A WINDY business park outside Consett, Co. Durham, is an unlikely setting for enlightenment, but it is here that Gary Heads has developed a social enterprise: teaching mindfulness to hundreds of people recommended by their GPs.
One of them, Sue Fletcher, was diagnosed with bipolar disorder at 20, and has suffered from chronic joint pain since she was a teenager. Fifteen months ago, she attended one of Mr Heads’s eight-week mindfulness courses.

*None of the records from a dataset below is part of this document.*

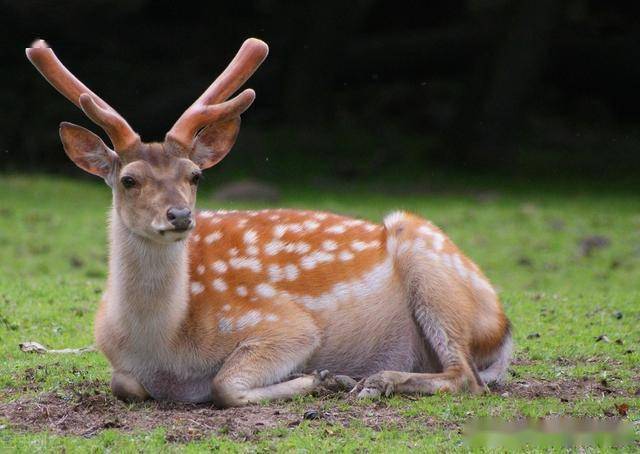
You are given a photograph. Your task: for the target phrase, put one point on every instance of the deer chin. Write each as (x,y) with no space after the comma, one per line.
(167,234)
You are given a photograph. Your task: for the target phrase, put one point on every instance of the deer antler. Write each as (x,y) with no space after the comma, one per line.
(211,107)
(101,113)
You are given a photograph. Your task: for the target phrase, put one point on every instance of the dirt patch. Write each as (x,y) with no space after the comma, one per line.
(565,390)
(86,408)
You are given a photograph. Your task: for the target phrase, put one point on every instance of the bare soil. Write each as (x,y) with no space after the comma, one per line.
(86,409)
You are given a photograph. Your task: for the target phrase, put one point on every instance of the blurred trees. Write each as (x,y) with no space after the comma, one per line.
(357,86)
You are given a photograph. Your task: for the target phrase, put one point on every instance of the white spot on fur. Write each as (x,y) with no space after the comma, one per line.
(249,319)
(273,247)
(360,246)
(480,283)
(309,262)
(310,225)
(250,237)
(213,236)
(372,283)
(337,228)
(225,325)
(345,256)
(329,245)
(219,266)
(265,290)
(220,285)
(279,230)
(196,287)
(276,273)
(394,218)
(250,263)
(291,272)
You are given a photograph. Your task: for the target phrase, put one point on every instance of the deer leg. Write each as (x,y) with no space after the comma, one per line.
(252,373)
(127,388)
(392,382)
(447,338)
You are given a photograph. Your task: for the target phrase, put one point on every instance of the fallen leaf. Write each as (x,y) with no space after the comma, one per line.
(622,408)
(312,414)
(35,347)
(590,243)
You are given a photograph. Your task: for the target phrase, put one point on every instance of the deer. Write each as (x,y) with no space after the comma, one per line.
(241,307)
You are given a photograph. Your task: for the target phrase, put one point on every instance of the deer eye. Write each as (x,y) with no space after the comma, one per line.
(128,182)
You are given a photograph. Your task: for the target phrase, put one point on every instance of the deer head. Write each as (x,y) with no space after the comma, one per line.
(154,184)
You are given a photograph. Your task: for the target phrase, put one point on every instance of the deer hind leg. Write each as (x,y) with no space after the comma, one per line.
(252,373)
(127,388)
(458,372)
(440,312)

“I’ve tried lots of different ways to help manage the pain," she says. "When someone suggested mindfulness, I was quite cynical, but I thought I’d give it a go. It’s been transformational: the biggest thing has been the way it has changed my relationship with the pain.
I can’t run away from the pain; so I need to accept it — even build a friendship with it.
“On bad days, it can be scary; but the mindfulness has helped me to just be in the moment, not to think about the future. It has also helped me find a degree of self-acceptance, and of being kind to myself. That was a massive thing.”
Ms Fletcher, who is now 34, described the ways she has incorporated into her daily life simple mindfulness exercises such as the body scan, and a three-minute pause to focus attention on the breath. She remembers now to stop, notice, and recognise that, as she puts it, “the world is a bigger place, and we are a part of it.”
She was lucky: her course was paid for by a public-health programme in Co. Durham that is designed to tackle the higher-than-average incidence of suicide and depression. Mr Heads’s company, Living Mindfully, has been commissioned to teach mindfulness classes in places such as Bishop Auckland and Darlington, and is now expanding across the north-east. There is nothing glamorous about working in communities with a long history of economic recession and poor mental health.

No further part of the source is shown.